Monday, March 30, 2009

Oi oi!
So I know everyone is just catching on to the fact I have a blog I update and whatnot... SO take a look around and check out the pictures in the previous updates, just a li'l about what's going on in my life!

Everything is going swell up here in Canada,just hanging out with Tyler and some friends and working with Haanz on going potty in "his room" lol, so cute. And I do have a new mailing address and will have a new phone # here SOON. So, if you want either of those just email me [beloved-savedbygrace@gmx.us]
OR facebook me, for all you avid facebookers : P and I'll get it to you asap.

Thanks! With love,
Ashley.

Friday, March 20, 2009

HEY GUYS!
So as you all know, I am finally in the great North[Medicine Hat, Alberta-Canada]. It took us forever to drive here because we had to stop every two or three hours to get much needed rest, since Tyler had just done the same 20 hour drive less than 24 hours ago! And we took a detour to pick up Haanz. Then actually had to get out of the car at the border to go inside since I'm staying for such a long visit. They gave me and Tyler an interview together then took me into an office and interviewed me... mainly just asked questions about Tyler and what I knew about him, for like half an hour haha. Then finally they granted me a visitor log for 6 months, even though I only asked for 5 :D
Now I'm all moved into the apartment, and just trying to figure out furniture/budgeting/house traning the li'l poopsie.

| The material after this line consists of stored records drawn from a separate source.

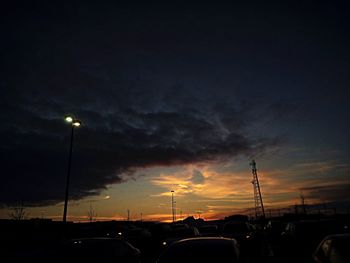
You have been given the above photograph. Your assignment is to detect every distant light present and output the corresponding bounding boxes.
[64,116,73,123]
[72,120,81,127]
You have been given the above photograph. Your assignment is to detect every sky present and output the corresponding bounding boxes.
[0,1,350,221]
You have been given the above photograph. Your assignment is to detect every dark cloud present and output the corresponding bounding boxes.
[0,1,348,205]
[301,183,350,203]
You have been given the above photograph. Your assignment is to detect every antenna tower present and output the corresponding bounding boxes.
[171,191,176,222]
[250,160,265,218]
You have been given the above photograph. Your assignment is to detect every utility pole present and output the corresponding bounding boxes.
[300,192,306,215]
[250,160,265,219]
[171,190,176,222]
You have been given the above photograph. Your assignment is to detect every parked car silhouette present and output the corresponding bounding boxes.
[157,237,239,263]
[313,234,350,263]
[64,238,140,263]
[162,224,200,246]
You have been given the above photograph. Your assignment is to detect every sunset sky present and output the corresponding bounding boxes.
[0,1,350,221]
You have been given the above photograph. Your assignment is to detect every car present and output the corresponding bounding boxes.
[313,234,350,263]
[63,238,141,263]
[162,224,200,247]
[157,237,239,263]
[222,222,255,243]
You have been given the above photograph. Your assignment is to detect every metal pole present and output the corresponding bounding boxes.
[63,125,74,223]
[171,191,175,222]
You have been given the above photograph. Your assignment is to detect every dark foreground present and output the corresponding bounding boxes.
[0,215,350,263]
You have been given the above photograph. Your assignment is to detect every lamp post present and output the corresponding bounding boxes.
[63,116,81,223]
[171,190,176,222]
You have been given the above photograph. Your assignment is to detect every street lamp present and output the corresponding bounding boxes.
[63,116,81,223]
[171,190,176,222]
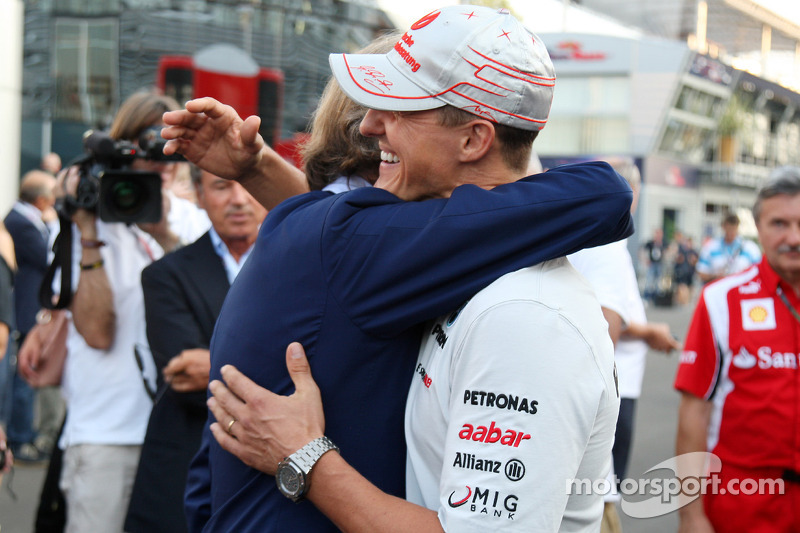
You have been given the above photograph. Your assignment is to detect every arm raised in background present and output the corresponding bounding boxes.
[161,97,308,209]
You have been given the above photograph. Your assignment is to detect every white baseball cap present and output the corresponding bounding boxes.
[330,5,555,130]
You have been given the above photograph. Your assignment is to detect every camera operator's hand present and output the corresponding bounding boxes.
[161,98,308,209]
[163,348,211,392]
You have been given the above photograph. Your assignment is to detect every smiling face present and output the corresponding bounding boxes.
[361,109,468,200]
[756,194,800,288]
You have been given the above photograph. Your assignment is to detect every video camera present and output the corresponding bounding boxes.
[60,126,184,224]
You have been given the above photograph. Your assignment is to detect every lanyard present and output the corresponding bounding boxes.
[775,286,800,322]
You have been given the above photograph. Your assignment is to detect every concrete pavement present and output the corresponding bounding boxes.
[0,298,693,533]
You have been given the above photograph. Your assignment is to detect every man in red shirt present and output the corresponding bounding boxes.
[675,167,800,533]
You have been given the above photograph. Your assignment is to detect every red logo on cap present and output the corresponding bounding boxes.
[411,11,441,30]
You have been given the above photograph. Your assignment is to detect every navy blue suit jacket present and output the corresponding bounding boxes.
[186,163,632,533]
[3,209,48,335]
[125,233,230,533]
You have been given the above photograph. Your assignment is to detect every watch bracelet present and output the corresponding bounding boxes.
[289,437,339,473]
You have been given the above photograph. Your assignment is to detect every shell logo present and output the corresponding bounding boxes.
[748,305,769,322]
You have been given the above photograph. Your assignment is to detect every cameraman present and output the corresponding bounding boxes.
[51,93,209,532]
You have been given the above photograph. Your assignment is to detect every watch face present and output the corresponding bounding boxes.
[278,463,303,496]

I should have a phone soon, I will keep you updated. But until then my only means of outside communication is Skype, Facebook, and email. Whoa! 
All in all, everything is going grrrreat! I'm loving it, even though there's not much to do, I can't help but be happy <3

Here are some pictures from last weekend:
^me and my sister^
^me and Tyler <3 ^
^my aunt/uncle/cousins and family after eating out at a chinese place. we met up in Minnesota.